Wilder and Neal deserve praise for pointing out these broad trends, but what do they really mean and how should we interpret their significance? For example, when you include “systems” as a nontraditional position, is 23% really such a dramatic number? Is it really surprising that the new professionals are younger than their more established their colleagues?
Both Wilder and Neal bring up the quesiton of values. Is it true that those in nontraditional positions have different values than traditional librarians? What values do they have? Corporate values? And do all corporate values necessarily clash with academic values? When should academic values trump corporate values or vice versa? Does the hiring of the new professionals correspond to the increasing commercialization of research universities and are the same hiring trends evident at college libraries or non-ARL institutions?
In the end I think I tend to agree with Wilder that overall this is an exciting trend to be celebrated, if we can get all our diverse selves to work together to fulfill our mission of increasing access to scholarly information for all of our users.

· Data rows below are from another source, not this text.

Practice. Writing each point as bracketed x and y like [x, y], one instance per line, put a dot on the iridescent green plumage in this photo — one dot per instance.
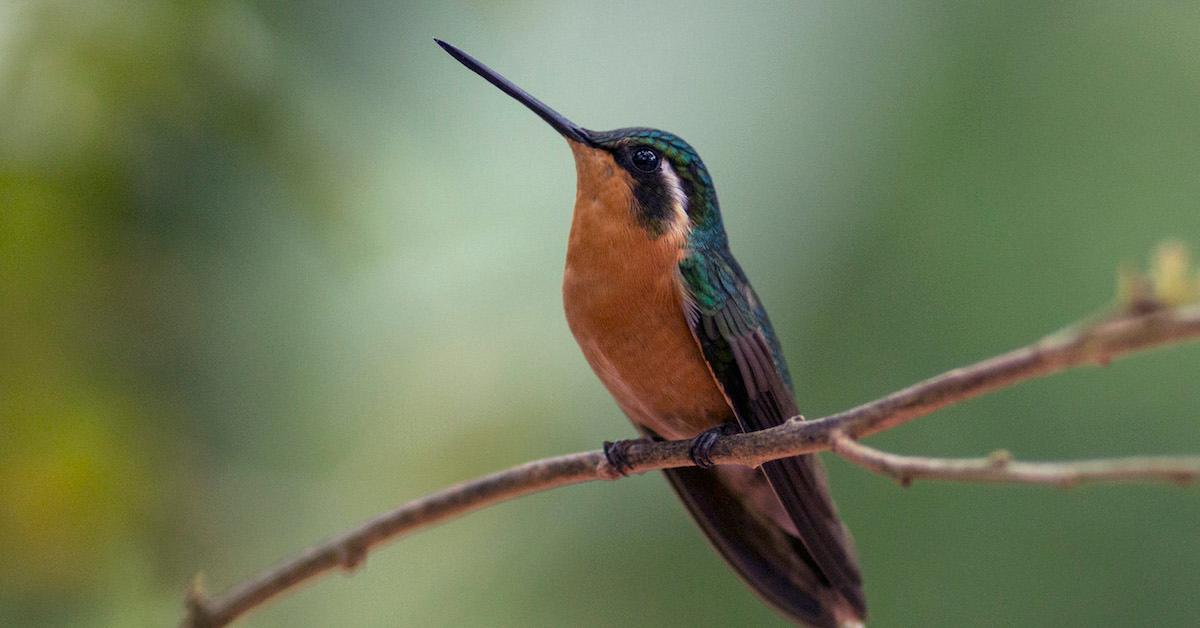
[666, 317]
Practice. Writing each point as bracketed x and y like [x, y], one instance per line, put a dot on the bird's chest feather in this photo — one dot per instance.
[624, 306]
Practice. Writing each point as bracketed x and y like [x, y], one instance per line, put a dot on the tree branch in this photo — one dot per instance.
[1000, 467]
[1143, 328]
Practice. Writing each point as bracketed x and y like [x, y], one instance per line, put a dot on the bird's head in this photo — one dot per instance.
[669, 189]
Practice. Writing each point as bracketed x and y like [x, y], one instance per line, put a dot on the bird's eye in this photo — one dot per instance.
[645, 160]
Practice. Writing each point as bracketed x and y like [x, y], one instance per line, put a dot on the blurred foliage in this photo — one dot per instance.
[268, 268]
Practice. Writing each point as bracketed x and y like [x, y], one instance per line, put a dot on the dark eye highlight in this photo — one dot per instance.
[646, 160]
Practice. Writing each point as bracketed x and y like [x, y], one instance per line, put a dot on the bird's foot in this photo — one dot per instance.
[702, 444]
[616, 453]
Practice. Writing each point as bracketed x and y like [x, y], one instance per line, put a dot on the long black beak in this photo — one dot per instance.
[568, 129]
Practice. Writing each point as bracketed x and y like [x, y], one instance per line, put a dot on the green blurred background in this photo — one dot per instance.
[269, 268]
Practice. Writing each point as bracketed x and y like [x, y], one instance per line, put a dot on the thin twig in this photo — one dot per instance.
[1096, 344]
[1000, 467]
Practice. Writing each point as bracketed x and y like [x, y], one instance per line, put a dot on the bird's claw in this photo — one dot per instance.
[702, 444]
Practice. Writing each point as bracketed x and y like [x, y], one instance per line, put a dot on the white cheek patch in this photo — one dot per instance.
[678, 198]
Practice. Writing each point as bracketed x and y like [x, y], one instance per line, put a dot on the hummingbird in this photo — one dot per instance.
[669, 322]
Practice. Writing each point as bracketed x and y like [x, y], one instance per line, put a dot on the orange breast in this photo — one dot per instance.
[624, 306]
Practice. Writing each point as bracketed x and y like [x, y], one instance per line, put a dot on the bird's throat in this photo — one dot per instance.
[624, 306]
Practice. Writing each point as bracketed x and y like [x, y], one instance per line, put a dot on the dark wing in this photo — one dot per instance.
[744, 356]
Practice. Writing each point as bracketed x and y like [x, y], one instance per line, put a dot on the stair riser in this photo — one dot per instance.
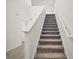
[50, 29]
[50, 37]
[42, 50]
[50, 32]
[50, 43]
[50, 58]
[50, 24]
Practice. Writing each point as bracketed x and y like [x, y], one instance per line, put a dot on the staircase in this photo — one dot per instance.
[50, 43]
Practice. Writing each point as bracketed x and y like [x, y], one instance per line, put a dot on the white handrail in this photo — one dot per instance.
[66, 30]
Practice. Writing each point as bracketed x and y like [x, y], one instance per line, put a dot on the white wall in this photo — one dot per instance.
[64, 16]
[65, 9]
[17, 12]
[33, 37]
[47, 3]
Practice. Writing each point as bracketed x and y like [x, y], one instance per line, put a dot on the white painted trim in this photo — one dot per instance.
[65, 29]
[30, 25]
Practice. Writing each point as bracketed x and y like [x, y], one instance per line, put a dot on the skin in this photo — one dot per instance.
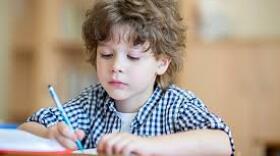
[128, 75]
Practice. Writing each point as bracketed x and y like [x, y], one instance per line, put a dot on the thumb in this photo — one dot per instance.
[80, 134]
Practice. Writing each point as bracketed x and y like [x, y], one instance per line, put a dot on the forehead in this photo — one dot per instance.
[121, 33]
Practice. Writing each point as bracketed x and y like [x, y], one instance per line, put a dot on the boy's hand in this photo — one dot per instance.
[62, 133]
[125, 144]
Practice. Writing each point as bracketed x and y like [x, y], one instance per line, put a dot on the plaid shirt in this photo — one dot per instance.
[172, 111]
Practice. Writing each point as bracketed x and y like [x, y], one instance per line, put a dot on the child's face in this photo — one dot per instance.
[127, 72]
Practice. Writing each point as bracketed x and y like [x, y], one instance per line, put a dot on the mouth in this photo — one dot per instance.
[117, 84]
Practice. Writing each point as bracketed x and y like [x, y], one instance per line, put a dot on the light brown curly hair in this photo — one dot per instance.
[155, 21]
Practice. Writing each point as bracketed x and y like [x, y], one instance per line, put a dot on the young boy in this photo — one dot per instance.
[136, 47]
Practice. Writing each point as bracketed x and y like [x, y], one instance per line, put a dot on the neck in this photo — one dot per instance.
[133, 104]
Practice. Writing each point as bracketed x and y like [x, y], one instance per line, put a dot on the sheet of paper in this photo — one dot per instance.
[87, 151]
[18, 140]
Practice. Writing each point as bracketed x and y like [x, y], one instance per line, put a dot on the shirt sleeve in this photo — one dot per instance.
[194, 115]
[76, 110]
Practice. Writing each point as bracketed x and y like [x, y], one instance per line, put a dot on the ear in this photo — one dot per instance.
[163, 63]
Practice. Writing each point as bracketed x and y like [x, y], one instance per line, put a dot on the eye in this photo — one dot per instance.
[106, 56]
[133, 58]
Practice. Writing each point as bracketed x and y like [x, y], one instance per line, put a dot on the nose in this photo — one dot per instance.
[117, 66]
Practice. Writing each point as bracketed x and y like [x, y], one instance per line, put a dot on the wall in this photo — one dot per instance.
[4, 48]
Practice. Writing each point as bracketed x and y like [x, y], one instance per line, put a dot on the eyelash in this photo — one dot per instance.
[108, 56]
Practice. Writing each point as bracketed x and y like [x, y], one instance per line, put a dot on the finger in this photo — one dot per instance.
[66, 142]
[101, 147]
[130, 149]
[123, 140]
[113, 142]
[80, 134]
[64, 130]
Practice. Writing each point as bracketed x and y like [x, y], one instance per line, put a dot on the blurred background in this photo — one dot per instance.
[232, 62]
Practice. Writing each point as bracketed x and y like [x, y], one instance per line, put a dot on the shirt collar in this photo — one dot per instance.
[145, 110]
[149, 106]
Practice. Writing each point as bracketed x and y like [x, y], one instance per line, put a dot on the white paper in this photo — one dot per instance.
[91, 151]
[18, 140]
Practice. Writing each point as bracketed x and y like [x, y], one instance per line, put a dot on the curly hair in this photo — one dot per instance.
[155, 21]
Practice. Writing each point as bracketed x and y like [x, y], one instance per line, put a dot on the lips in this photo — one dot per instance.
[117, 84]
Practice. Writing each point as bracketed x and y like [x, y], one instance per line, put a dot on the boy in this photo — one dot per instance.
[136, 47]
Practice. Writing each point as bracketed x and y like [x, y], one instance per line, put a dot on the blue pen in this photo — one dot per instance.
[64, 116]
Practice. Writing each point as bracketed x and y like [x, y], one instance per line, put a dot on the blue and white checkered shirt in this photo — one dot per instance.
[165, 112]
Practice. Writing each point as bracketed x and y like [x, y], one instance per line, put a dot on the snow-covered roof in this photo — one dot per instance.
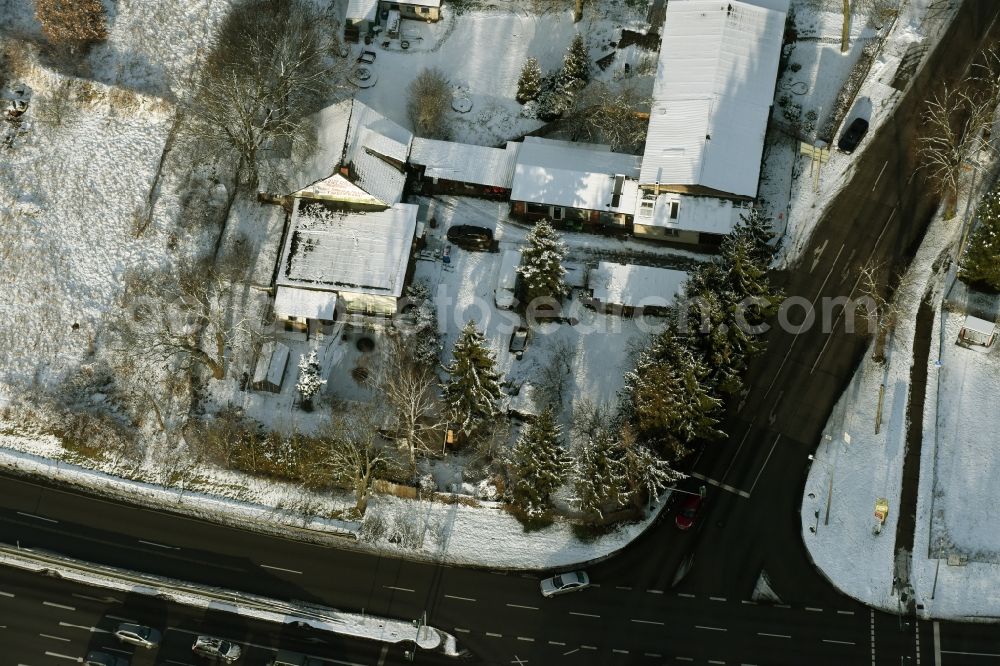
[633, 286]
[361, 10]
[558, 173]
[712, 94]
[306, 303]
[373, 143]
[361, 253]
[465, 163]
[338, 188]
[703, 214]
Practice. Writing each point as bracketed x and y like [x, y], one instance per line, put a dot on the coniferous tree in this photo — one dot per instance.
[980, 266]
[529, 85]
[538, 465]
[576, 63]
[541, 268]
[472, 393]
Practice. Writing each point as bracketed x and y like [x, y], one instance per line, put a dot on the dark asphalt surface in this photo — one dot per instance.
[636, 615]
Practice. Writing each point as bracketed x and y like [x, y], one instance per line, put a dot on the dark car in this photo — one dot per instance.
[470, 237]
[852, 136]
[688, 511]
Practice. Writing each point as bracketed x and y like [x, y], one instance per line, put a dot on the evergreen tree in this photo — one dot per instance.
[541, 268]
[669, 397]
[529, 85]
[309, 382]
[576, 63]
[980, 266]
[538, 465]
[472, 393]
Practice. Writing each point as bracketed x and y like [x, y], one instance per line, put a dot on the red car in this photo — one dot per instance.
[688, 512]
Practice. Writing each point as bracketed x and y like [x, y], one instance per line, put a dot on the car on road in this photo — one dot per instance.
[136, 634]
[470, 237]
[217, 649]
[570, 581]
[852, 136]
[98, 658]
[688, 512]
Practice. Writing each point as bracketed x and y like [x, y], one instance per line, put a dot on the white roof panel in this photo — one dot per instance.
[712, 94]
[633, 286]
[465, 163]
[362, 253]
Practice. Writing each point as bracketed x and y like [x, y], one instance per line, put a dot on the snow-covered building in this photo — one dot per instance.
[376, 153]
[627, 288]
[712, 95]
[585, 183]
[358, 261]
[446, 167]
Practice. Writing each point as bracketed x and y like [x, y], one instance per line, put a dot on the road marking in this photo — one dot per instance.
[398, 589]
[875, 184]
[268, 566]
[160, 545]
[937, 644]
[761, 470]
[31, 515]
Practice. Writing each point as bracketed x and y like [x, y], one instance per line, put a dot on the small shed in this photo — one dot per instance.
[977, 331]
[271, 364]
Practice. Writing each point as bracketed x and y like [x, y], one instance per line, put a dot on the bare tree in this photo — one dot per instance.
[410, 390]
[270, 68]
[354, 457]
[954, 125]
[428, 104]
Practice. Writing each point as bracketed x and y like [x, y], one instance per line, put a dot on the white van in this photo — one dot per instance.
[503, 295]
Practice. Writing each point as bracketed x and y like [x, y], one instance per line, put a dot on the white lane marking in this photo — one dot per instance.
[159, 545]
[31, 515]
[398, 589]
[268, 566]
[875, 184]
[762, 467]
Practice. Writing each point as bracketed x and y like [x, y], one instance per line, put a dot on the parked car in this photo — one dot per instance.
[470, 237]
[518, 341]
[688, 511]
[97, 658]
[136, 634]
[217, 649]
[852, 136]
[570, 581]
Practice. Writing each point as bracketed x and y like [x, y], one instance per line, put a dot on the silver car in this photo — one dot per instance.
[135, 634]
[570, 581]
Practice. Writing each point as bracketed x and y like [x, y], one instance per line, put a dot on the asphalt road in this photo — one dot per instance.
[639, 612]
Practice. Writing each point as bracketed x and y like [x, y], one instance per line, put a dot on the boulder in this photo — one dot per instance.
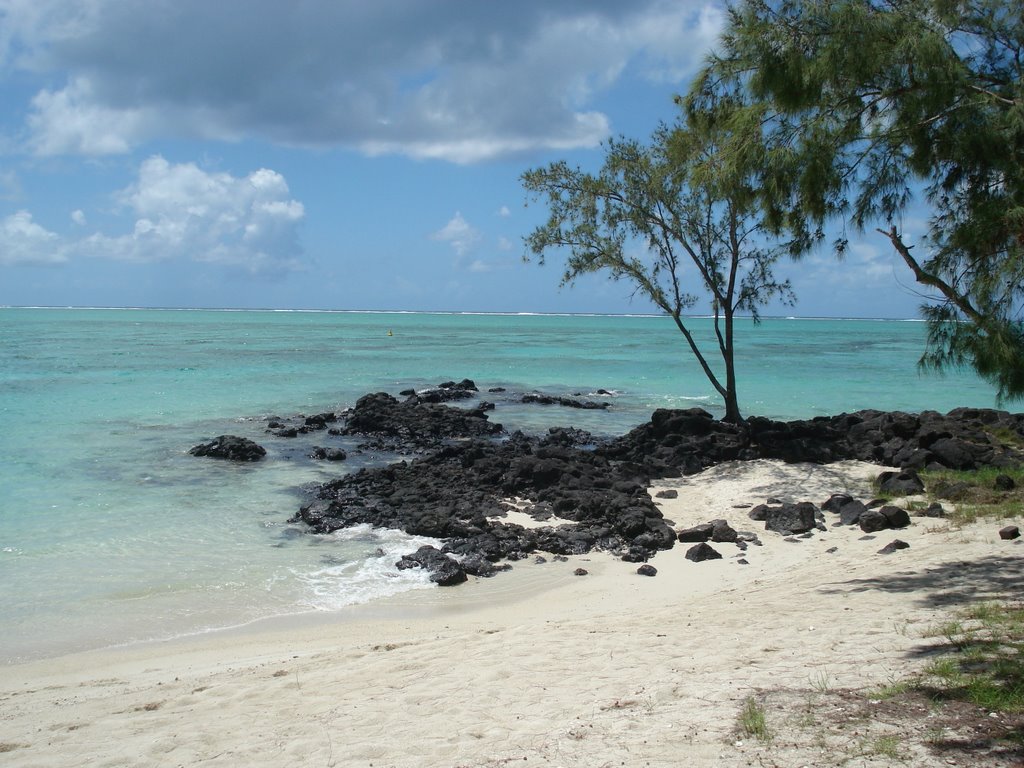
[329, 455]
[230, 448]
[444, 571]
[893, 546]
[722, 532]
[1005, 482]
[871, 520]
[895, 516]
[906, 482]
[849, 513]
[836, 502]
[933, 510]
[791, 518]
[701, 552]
[700, 532]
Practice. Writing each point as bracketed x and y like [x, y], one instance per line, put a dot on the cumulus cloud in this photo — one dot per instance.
[461, 82]
[25, 242]
[181, 211]
[459, 233]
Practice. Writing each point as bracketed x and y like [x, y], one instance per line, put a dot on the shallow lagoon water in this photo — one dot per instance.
[111, 532]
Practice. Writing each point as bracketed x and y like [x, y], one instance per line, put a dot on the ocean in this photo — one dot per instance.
[112, 534]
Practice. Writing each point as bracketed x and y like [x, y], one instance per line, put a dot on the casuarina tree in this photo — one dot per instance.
[869, 107]
[675, 221]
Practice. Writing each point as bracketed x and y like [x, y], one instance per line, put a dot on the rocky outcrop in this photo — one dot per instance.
[466, 467]
[444, 571]
[458, 494]
[230, 448]
[686, 441]
[415, 422]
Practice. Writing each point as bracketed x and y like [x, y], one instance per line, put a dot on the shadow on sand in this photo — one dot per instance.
[954, 586]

2 thoughts on “Wilder’s New Library Professionals”
I found that article a bit of a puzzle. Yes, there are new positions in libraries and yes, the traditional functions of being managers of library operations is not generally part of their portfolio. But why should it be? Do we really need to have MLS librarians in charge of the day to day operations of inventory management, fulfillment, and customer support (stacks maintenance, circulation, interlibrary loan, public service points)?
It has always frustrated me that leadership in libraries tends to be defined by how many people you supervise. In our library, extremely capable library paraprofessionals manage those “traditional” library functions, and they don’t need supervision. They’re fully capable of making decisions and bringing issues to the fore if needed. Meanwhile, the librarians are teaching in the classroom and one-on-one at the reference desk, developing applications for new technology, working with faculty on curriculum and their scholarship, developing the collection, assessing student learning… etc., etc. We’re doing these things in service of our timeless values, not at their expense.
Traditional library management models, which reflect an early 20th century industrial production model of the workplace, don’t define traditional library values at all. In fact, the old way of running libraries, with more emphasis on supervision than on creativity, innovation, and collaboration, has always seemed to me to be in serious conflict with traditional library values of intellectual freedom, diversity, social responsibility, and democracy.
I’m not sure that I’m reacting to Wilder’s article at all – but rather to what seems to me to underly a lot of the current “generation gap” conversation – that young professionals are not tolerant of old-style hierarchies. Good for them!
I’m over 50 and those old-style chains of command make me cranky, too.